In October 2022, the respondent applied to the FTT for a determination under section 168 of the Commonhold and Leasehold Reform Act 2002 that there had been a breach of covenant. The FTT determined that the headlease included an implied covenant by the tenant that it would at all times comply with “legal obligations” as defined in the headlease. The FTT also determined that the implied term had been breached by the appellant carrying out unauthorised conversion works and permitting the upper floors to be used in breach of the enforcement notice. The appellant appealed.
Held: The appeal was allowed.
(1) The FTT’s conclusion that the headlease included the suggested implied term was unsustainable. The FTT reasoned that the inclusion of a covenant requiring the tenant to comply with relevant legal obligations was normal. It described the express inclusion of such a covenant in the occupational subleases as normal, usual, and rarely omitted. It considered an express tenant’s covenant to comply with legal obligations to be normal and acceptable in current commercial leases and regarded its absence from the headlease as highly unusual.
However, the fact that a particular form of obligation was usually found in a contract of a particular type was of questionable relevance when it came to the implication of terms; the absence of a covenant which would ordinarily be expected to be included in a lease was an indication that the parties did not intend it to be part of their arrangement. The routine inclusion of a particular term in other leases demonstrated that the term was not so obvious that it went without saying, and its omission suggested a conscious decision to leave it out, not a confident consensus that it was unnecessary to include it.

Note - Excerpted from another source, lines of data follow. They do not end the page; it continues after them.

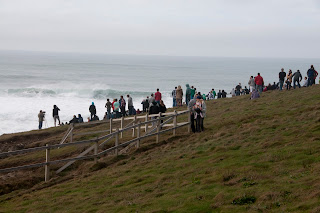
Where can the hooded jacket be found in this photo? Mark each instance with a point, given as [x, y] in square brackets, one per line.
[179, 93]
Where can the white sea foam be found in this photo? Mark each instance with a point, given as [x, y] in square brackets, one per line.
[30, 82]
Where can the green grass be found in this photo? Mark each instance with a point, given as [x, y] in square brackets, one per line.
[255, 156]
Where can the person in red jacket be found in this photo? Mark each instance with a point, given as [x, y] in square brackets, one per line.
[259, 82]
[157, 96]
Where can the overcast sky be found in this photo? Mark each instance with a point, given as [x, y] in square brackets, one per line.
[230, 28]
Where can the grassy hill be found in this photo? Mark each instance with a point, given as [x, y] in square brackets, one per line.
[254, 156]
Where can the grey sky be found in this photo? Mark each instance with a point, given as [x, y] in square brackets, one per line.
[269, 28]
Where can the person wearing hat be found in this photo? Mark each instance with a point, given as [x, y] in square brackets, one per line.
[92, 110]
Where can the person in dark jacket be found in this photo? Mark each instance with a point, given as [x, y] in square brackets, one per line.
[74, 120]
[80, 118]
[92, 110]
[188, 93]
[297, 77]
[154, 109]
[122, 103]
[223, 94]
[219, 94]
[162, 107]
[310, 74]
[282, 76]
[55, 114]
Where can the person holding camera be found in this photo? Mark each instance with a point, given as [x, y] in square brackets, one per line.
[41, 118]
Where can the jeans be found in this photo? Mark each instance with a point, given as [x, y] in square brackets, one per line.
[259, 88]
[294, 84]
[174, 102]
[280, 85]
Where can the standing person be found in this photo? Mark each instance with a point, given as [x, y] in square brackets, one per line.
[259, 82]
[130, 105]
[192, 92]
[55, 114]
[190, 106]
[122, 103]
[282, 76]
[154, 109]
[305, 83]
[238, 89]
[116, 107]
[144, 105]
[80, 118]
[92, 110]
[151, 99]
[179, 94]
[251, 84]
[199, 113]
[223, 94]
[41, 118]
[174, 97]
[233, 92]
[188, 93]
[157, 96]
[108, 106]
[214, 94]
[315, 76]
[219, 94]
[162, 107]
[289, 80]
[297, 77]
[310, 74]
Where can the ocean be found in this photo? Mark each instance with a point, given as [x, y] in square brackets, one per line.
[34, 81]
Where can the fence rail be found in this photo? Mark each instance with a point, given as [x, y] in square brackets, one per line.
[135, 125]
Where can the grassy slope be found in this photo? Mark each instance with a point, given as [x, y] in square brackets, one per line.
[266, 148]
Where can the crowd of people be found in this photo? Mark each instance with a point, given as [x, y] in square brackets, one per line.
[193, 99]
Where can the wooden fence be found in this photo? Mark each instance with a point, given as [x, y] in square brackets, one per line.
[153, 125]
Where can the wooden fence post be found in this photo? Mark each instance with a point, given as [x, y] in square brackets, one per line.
[110, 125]
[158, 127]
[138, 134]
[47, 167]
[134, 128]
[189, 121]
[121, 126]
[146, 127]
[96, 145]
[175, 122]
[117, 142]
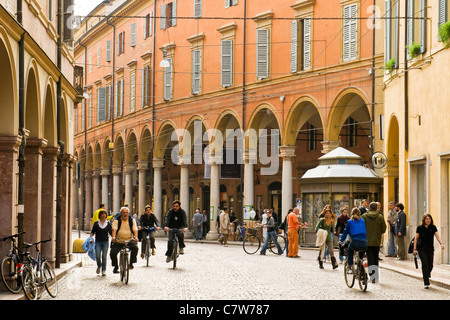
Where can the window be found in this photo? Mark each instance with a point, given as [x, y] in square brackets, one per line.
[300, 45]
[197, 8]
[121, 43]
[392, 12]
[416, 24]
[146, 85]
[148, 25]
[196, 71]
[169, 15]
[262, 53]
[227, 63]
[350, 33]
[229, 3]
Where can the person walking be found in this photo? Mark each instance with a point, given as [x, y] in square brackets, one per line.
[293, 227]
[224, 227]
[271, 233]
[148, 219]
[326, 224]
[400, 230]
[424, 246]
[375, 227]
[101, 229]
[391, 217]
[197, 221]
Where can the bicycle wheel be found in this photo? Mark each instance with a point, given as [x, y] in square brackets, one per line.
[348, 275]
[251, 244]
[10, 275]
[175, 253]
[362, 277]
[51, 282]
[147, 251]
[30, 288]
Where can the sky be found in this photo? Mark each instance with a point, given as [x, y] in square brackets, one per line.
[83, 7]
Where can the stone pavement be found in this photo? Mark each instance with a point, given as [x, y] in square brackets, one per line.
[244, 277]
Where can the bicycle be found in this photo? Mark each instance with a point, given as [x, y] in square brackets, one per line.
[147, 243]
[38, 273]
[11, 266]
[252, 242]
[358, 270]
[124, 263]
[175, 252]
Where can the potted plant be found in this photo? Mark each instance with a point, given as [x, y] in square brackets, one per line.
[390, 65]
[444, 34]
[413, 50]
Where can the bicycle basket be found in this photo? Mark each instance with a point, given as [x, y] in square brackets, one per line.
[252, 231]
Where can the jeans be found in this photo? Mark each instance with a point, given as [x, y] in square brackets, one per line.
[101, 250]
[273, 235]
[170, 242]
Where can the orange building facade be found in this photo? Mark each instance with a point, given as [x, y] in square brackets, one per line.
[296, 79]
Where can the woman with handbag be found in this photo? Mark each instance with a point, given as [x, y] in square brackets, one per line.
[424, 247]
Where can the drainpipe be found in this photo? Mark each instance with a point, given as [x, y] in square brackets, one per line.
[21, 158]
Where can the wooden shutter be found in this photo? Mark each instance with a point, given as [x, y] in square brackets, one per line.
[306, 44]
[294, 45]
[227, 63]
[262, 53]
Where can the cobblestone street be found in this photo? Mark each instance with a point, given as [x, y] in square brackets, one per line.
[213, 272]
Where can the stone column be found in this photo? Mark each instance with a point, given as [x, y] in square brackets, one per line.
[9, 150]
[105, 188]
[48, 214]
[88, 200]
[158, 164]
[288, 155]
[129, 171]
[214, 199]
[117, 171]
[142, 167]
[95, 190]
[33, 190]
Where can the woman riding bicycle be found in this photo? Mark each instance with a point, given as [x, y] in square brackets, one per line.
[356, 229]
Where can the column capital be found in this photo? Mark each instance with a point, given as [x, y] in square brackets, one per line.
[287, 152]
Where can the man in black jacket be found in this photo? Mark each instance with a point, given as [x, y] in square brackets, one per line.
[176, 219]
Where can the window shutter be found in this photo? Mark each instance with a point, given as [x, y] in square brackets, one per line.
[388, 29]
[163, 17]
[133, 34]
[174, 13]
[102, 104]
[197, 8]
[168, 81]
[133, 92]
[294, 46]
[262, 53]
[227, 63]
[306, 44]
[196, 74]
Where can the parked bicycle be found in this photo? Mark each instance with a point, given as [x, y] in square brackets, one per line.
[253, 242]
[358, 270]
[11, 266]
[147, 243]
[38, 273]
[124, 263]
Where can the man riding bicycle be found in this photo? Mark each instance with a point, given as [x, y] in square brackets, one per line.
[124, 229]
[356, 229]
[176, 219]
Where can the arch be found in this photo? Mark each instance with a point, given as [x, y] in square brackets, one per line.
[164, 138]
[145, 144]
[32, 101]
[8, 88]
[346, 103]
[304, 109]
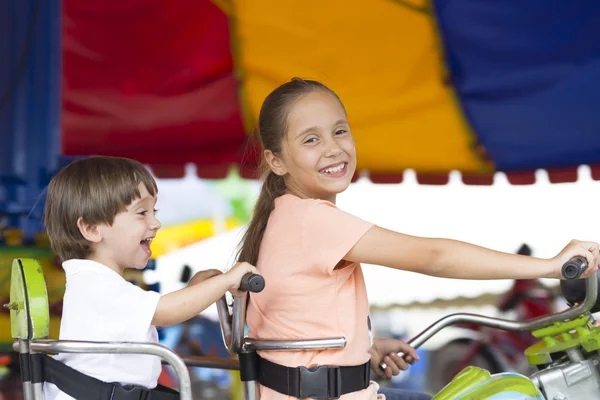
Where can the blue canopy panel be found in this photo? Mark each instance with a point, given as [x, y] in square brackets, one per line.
[527, 73]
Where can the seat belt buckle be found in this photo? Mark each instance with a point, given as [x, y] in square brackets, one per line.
[320, 382]
[129, 392]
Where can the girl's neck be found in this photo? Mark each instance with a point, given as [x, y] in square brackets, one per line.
[303, 195]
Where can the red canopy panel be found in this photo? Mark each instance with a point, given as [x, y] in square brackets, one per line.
[158, 85]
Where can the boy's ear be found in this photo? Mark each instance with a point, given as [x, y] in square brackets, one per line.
[275, 163]
[90, 232]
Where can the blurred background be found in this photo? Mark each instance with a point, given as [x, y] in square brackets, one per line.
[474, 120]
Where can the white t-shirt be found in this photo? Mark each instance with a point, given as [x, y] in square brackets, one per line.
[99, 305]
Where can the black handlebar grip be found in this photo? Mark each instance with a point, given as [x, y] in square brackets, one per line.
[252, 283]
[573, 268]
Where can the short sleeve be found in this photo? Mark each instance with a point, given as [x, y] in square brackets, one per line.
[328, 234]
[134, 309]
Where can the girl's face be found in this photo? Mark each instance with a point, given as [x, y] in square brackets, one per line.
[318, 156]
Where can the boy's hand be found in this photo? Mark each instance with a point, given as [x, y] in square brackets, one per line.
[201, 276]
[236, 273]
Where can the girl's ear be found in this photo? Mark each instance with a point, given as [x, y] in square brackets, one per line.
[90, 232]
[275, 163]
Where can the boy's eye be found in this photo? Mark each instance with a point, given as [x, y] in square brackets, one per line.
[144, 212]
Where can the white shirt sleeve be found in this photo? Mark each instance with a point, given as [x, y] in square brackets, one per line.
[132, 310]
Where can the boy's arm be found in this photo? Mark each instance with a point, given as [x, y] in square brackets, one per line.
[186, 303]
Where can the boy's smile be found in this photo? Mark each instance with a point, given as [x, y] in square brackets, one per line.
[126, 243]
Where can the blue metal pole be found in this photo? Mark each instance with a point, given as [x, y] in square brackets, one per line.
[30, 72]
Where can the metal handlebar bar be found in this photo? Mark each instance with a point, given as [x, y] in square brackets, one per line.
[232, 328]
[508, 325]
[72, 346]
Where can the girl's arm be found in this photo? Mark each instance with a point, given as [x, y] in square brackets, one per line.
[454, 259]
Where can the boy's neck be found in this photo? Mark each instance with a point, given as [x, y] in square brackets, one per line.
[106, 263]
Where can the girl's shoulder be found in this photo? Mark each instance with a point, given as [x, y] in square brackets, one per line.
[292, 202]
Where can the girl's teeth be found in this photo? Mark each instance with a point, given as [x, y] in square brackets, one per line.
[334, 169]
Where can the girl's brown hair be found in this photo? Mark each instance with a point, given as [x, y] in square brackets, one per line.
[272, 127]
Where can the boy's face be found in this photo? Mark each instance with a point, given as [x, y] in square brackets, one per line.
[126, 243]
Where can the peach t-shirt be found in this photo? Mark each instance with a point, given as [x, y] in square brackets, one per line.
[305, 297]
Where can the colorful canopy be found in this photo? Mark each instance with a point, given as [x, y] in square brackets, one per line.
[465, 85]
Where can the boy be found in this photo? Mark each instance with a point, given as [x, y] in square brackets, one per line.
[100, 219]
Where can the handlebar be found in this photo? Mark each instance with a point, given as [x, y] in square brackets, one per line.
[590, 299]
[252, 283]
[232, 325]
[573, 268]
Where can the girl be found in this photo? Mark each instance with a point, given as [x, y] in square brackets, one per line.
[310, 253]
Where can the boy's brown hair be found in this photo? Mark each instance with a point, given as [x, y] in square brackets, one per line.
[94, 189]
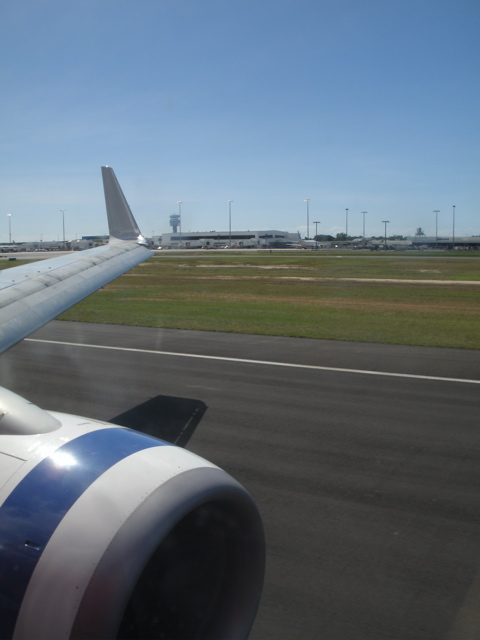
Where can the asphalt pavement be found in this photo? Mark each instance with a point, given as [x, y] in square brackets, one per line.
[363, 459]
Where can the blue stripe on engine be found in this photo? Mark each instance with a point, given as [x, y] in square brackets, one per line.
[37, 505]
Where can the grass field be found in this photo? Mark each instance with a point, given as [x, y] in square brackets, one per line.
[340, 297]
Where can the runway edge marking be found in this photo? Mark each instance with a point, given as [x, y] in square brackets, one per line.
[260, 362]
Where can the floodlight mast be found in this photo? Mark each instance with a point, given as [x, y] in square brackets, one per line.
[436, 212]
[230, 221]
[316, 223]
[364, 212]
[179, 202]
[385, 222]
[307, 200]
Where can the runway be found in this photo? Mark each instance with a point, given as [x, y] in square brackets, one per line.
[363, 459]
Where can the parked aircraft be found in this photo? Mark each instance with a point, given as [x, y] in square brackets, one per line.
[106, 532]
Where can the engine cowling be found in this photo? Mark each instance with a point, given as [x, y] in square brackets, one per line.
[108, 533]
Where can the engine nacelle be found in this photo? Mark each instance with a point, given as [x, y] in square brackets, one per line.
[108, 533]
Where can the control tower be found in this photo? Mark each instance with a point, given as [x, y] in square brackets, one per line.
[175, 222]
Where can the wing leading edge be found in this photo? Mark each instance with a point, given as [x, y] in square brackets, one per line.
[32, 295]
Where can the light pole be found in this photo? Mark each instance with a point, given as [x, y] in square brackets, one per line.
[62, 211]
[179, 202]
[385, 222]
[436, 212]
[453, 231]
[363, 213]
[316, 223]
[307, 200]
[230, 221]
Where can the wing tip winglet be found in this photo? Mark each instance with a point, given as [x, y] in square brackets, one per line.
[121, 222]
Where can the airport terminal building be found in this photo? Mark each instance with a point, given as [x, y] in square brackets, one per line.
[268, 239]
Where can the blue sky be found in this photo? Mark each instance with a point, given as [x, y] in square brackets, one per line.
[370, 105]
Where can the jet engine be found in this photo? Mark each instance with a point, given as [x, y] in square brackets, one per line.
[109, 533]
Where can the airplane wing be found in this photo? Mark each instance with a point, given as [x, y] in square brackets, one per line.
[32, 295]
[106, 532]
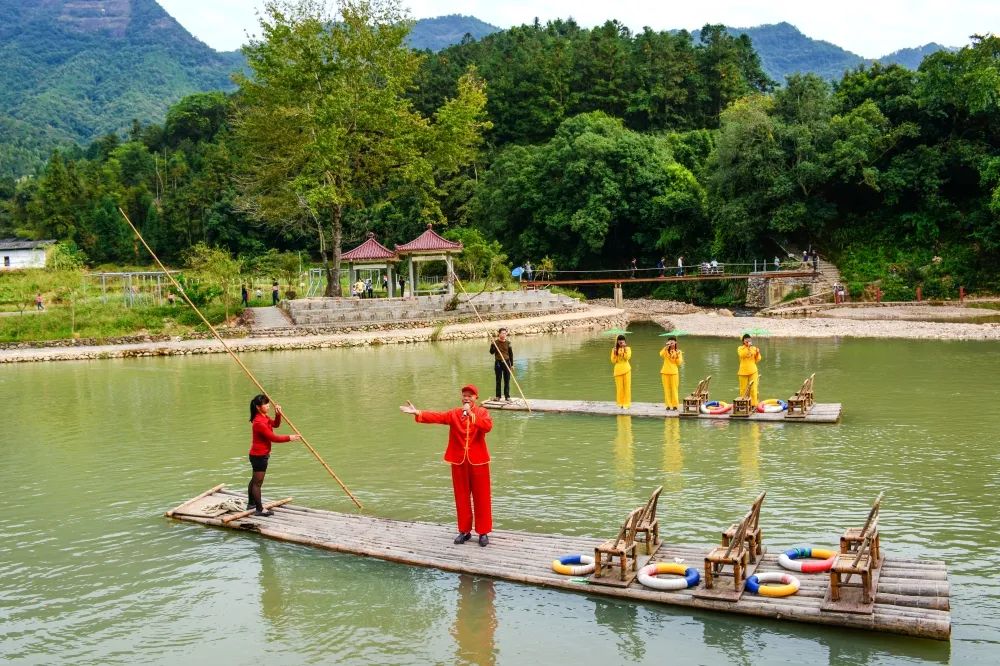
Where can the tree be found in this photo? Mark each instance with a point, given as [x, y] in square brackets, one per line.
[324, 121]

(2) Clause 3.7 stated: “The Tenant shall indemnify and keep indemnified the landlord against all liability in respect of legal obligations.” However, that indemnity was not against breaches of the tenant’s legal obligations, but an indemnity against “all liability” in respect of legal obligations. If the landlord sustained loss as a result of a breach by any person of any statutory or regulatory obligation, the tenant was obliged to indemnify it against that loss. It did not follow that the tenant would therefore be prepared or expected additionally to covenant that it would not breach a legal obligation.
For an appropriate term to be implied, it had to: (i) be reasonable and equitable; (ii) be necessary to give business efficacy to the contract, so that no term would be implied if the contract was effective without it; (iii) be so obvious that “it goes without saying”; (iv) be capable of clear expression; and (v) not contradict any express term of the contract. The suggested implied term satisfied none of those conditions: BP Refinery (Westernport) Pty Ltd v Shire of Hastings [1977] UKPC 13; (1977) 180 CLR 266 applied.
(3) One important difference between an obligation to indemnify such as the parties expressly agreed, and the covenant to comply with legal obligations which the FTT implied, was that the landlord would have a cause of action for breach of the implied covenant whenever a breach occurred, whether or not it had sustained any loss as a result. The inclusion of an indemnity as a protection for a freeholder which had disposed of its entire interest in the upper floors of the building while retaining the ground floor was understandable. But it was equally understandable why the intermediate tenant, who would not be in occupation, would not wish to assume an obligation to the freeholder which might require it to take action for the benefit of the freeholder, whether or not it wished to do so in its own interests. There was no causal connection between the agreement of one form of protection and the suggested inevitability that the parties intended the unspoken inclusion of the other.
(4) The implied term was inconsistent with the express terms of the agreement in which the parties considered the consequences of a breach of legal obligations. The agreed consequence stated in clause 3.7 (that the tenant would indemnify the landlord for loss which it suffered) had to be understood as the limit of the consequences which the parties intended. They could not be taken additionally to have contemplated that the tenant would be liable to the landlord in damages, or be at risk of an injunction or forfeiture, even if no loss was sustained by the landlord. The risk that its intentions for the property might not be lawful was left with the tenant alone; it would vary the parties’ bargain if, in addition to assuming that risk, the tenant was taken additionally to have covenanted to comply with legal obligations. The FTT’s decision was wrong and the headlease included no such implied term.
(5) It was no part of the respondent’s application that the appellant had been responsible for the division of the property into four flats. It was therefore common ground that the FTT’s finding, that the implied term had patently been broken by the appellant carrying out unauthorised conversion works, was wrong in any event. The appellant did not acquire the headlease until more than ten years after the conversion works were completed.
Sam Madge-Wyld (instructed by Scott Cohen Solicitors) appeared for the appellant; James Sandham (instructed by Lester Dominic Solicitors) appeared for the respondent.